From Library Journal
Teacher/author Cohen, whose husband was disabled by progressive multiple sclerosis (MS), chronicles with raw intensity and candor the "dirty details" of caring daily for the chronically ill?i.e., "nights," "lifting," and "toilet." She elaborates: "...'nights' does not mean lying awake in fear listening for his breathing. 'Lifting' does not mean dragging him by the feet along the floor. And 'toilet' does not mean changing catheters." Cohen spares the reader nothing: endless sleep deprivation; frustration with inadequate or nonexistent support; catch-as-catch-can home care and respite services; crazy-making bureaucracy; and self-doubt, fear, and anger. Unlike the standard guides for MSers (e.g., David Carroll's Living Well with Multiple Sclerosis, LJ 5/15/93), Cohen's work offers no handy how-tos. More primal scream than primer, it is an uncommon acknowledgment of the dire straits in which well caregivers find themselves. Recommended for medical and caregiving collections.?Anne C. Tomlin, Auburn Memorial Hosp. Lib., N.Y.

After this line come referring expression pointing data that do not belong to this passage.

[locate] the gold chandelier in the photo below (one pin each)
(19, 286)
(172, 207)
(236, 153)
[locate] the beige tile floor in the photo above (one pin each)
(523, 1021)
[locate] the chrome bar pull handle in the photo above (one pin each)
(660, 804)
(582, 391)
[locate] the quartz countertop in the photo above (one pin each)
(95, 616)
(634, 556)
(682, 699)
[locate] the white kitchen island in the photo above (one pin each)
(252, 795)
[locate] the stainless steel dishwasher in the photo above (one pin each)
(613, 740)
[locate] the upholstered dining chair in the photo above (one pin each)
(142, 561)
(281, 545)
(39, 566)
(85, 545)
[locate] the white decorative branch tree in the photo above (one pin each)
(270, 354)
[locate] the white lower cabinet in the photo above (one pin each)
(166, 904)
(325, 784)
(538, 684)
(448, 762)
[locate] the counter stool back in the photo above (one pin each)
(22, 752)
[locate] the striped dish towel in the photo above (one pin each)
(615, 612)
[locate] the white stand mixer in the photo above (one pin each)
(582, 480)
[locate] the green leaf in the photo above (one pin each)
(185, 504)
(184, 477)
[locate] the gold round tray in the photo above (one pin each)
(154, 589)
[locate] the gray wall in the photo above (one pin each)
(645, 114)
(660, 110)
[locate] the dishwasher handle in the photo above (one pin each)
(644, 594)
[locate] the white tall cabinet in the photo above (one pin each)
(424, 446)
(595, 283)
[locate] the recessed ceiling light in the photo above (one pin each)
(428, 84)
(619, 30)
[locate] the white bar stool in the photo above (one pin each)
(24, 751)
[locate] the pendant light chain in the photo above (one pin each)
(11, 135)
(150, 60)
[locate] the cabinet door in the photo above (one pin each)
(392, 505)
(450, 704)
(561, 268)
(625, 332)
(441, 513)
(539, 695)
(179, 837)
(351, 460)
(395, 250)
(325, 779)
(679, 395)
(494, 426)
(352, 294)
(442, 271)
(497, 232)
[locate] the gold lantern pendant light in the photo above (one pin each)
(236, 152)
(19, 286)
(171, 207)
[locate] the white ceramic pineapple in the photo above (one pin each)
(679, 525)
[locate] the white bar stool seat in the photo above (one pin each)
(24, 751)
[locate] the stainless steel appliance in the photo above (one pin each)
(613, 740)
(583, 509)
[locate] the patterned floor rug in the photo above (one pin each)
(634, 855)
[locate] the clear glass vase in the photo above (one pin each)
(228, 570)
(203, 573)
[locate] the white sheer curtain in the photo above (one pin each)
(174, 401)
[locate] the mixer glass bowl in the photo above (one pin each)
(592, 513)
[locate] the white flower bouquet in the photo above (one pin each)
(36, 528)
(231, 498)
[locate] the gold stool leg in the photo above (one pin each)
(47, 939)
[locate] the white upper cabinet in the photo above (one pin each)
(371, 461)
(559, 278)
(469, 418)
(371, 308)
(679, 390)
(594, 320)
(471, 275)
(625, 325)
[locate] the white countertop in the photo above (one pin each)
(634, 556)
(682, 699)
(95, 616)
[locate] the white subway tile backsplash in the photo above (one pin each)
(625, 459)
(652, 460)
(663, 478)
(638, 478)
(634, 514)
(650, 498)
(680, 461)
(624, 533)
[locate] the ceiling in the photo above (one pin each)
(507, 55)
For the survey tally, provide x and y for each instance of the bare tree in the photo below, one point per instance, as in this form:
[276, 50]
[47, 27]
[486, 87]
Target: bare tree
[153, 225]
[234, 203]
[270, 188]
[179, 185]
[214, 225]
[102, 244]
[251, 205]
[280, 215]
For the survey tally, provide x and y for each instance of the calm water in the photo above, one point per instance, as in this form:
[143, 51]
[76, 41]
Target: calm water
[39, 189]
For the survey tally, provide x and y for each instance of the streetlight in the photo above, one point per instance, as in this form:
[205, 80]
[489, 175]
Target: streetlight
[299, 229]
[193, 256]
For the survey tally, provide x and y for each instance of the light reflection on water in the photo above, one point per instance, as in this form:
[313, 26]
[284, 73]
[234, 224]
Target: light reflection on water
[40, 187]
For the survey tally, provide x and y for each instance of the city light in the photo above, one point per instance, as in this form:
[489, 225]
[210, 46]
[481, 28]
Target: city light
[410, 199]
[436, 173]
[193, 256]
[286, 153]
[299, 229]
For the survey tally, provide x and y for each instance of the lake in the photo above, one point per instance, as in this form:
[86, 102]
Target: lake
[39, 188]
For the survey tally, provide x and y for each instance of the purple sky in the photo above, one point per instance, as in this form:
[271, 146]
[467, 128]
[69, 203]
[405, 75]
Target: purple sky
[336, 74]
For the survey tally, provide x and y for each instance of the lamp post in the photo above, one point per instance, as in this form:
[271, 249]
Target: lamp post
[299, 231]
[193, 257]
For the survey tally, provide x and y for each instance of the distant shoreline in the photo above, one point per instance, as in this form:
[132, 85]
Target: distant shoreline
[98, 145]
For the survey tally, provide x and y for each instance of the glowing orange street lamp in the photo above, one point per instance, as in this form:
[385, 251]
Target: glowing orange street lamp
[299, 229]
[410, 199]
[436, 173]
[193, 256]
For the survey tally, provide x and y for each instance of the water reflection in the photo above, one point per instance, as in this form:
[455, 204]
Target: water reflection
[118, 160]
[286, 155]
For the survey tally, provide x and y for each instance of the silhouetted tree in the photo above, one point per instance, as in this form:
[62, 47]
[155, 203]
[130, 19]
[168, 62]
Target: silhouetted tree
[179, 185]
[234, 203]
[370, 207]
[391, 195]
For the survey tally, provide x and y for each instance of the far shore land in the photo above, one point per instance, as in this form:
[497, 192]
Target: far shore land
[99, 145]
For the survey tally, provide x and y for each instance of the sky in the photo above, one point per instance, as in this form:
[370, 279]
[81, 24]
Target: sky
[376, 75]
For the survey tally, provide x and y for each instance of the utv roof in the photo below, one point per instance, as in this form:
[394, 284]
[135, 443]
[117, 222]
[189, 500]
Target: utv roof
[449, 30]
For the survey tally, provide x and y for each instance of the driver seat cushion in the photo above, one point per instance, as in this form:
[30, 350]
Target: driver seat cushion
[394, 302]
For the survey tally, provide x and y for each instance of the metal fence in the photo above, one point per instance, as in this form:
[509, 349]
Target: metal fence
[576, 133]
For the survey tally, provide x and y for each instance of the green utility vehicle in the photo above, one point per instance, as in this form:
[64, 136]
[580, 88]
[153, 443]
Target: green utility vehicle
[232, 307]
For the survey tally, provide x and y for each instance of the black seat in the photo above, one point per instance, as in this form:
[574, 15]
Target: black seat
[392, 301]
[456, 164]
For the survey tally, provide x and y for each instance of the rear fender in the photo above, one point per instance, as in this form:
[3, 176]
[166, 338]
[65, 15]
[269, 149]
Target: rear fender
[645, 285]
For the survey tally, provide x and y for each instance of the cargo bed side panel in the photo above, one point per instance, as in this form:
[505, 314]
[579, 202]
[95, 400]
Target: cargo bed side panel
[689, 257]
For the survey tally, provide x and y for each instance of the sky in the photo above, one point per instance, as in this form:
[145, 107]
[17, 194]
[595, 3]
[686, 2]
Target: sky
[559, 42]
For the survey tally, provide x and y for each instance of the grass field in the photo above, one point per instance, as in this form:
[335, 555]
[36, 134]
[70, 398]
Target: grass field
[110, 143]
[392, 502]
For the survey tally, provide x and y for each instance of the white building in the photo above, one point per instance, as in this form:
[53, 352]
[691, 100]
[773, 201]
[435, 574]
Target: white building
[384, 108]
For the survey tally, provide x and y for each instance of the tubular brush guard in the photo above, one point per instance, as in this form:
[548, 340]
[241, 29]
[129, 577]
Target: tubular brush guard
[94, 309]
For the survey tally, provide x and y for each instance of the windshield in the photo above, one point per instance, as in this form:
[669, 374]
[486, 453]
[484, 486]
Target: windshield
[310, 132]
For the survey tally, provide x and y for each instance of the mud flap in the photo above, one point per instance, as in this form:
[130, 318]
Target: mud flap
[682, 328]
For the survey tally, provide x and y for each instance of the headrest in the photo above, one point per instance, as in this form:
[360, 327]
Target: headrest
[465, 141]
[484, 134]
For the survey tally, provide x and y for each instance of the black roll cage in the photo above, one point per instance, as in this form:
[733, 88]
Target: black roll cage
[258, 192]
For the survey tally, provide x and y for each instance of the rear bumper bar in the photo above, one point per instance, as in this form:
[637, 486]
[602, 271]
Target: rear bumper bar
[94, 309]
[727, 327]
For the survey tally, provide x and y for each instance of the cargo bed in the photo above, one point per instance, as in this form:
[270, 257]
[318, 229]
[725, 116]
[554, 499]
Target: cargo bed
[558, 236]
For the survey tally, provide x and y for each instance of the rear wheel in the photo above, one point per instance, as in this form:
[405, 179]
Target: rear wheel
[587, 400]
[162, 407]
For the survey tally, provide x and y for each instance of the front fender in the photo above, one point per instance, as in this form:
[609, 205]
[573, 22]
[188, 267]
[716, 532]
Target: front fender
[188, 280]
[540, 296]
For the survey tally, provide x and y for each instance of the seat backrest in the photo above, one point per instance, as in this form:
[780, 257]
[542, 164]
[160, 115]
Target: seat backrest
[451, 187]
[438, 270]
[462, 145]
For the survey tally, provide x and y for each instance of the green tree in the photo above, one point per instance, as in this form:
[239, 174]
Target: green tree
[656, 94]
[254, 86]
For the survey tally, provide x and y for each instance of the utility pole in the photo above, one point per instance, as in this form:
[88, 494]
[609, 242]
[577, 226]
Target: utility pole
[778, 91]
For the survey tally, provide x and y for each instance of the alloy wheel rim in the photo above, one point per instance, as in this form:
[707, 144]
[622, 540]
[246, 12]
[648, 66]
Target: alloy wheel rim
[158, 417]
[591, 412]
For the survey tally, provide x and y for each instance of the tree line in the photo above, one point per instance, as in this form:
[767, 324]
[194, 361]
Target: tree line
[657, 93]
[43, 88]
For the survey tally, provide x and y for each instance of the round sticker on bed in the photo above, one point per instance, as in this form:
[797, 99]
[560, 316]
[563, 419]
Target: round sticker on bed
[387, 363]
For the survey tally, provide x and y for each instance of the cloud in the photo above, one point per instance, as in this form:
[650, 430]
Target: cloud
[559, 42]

Copyright 1996 Reed Business Information, Inc.
Book Description
In 1977, at the age of 36, Jeffrey Cohen, a physicist at the University of Pennsylvania, was diagnosed with multiple sclerosis. But it wasn't until 10 years later that the "dirty details" began, when the disease had progressed to the point where he could not transfer himself out of his wheelchair. That point is where his wife Marion begins her memoir of caregiving: "If I had to explain it in three words, those words would be 'nights,' 'lifting,' and 'toilet.' And then, if I were permitted to elaborate further, I would continue, 'nights' does not mean lying awake in fear listening for his breathing. 'Lifting' does not mean dragging him by the feet along the floor. And 'toilet' does not mean changing catheters."
But "dirty details," Marion Cohen teaches us, involves more than "nights," "lifting," and "toilet." There is the loss, anger, fear, and desperation that envelops the family. She reveals what it felt like to be consistently in "dire straits" with no real help or understanding, what she characterizes as society's "conspiracy of silence." Chronicling their lives in the context of her husband's progressing disease, she discusses the raging emotions, the celebrations, the day-to-day routine, the arguments, the disappointments, and the moments of closeness. During the 15 years she cared for him at home, both continued to work on various projects, share in the rearing of their four children, and be very much in love. This powerful, honest narrative also delves into the process of making the "nursing-home decision" and those decisions Cohen made to put her and her family's life together again.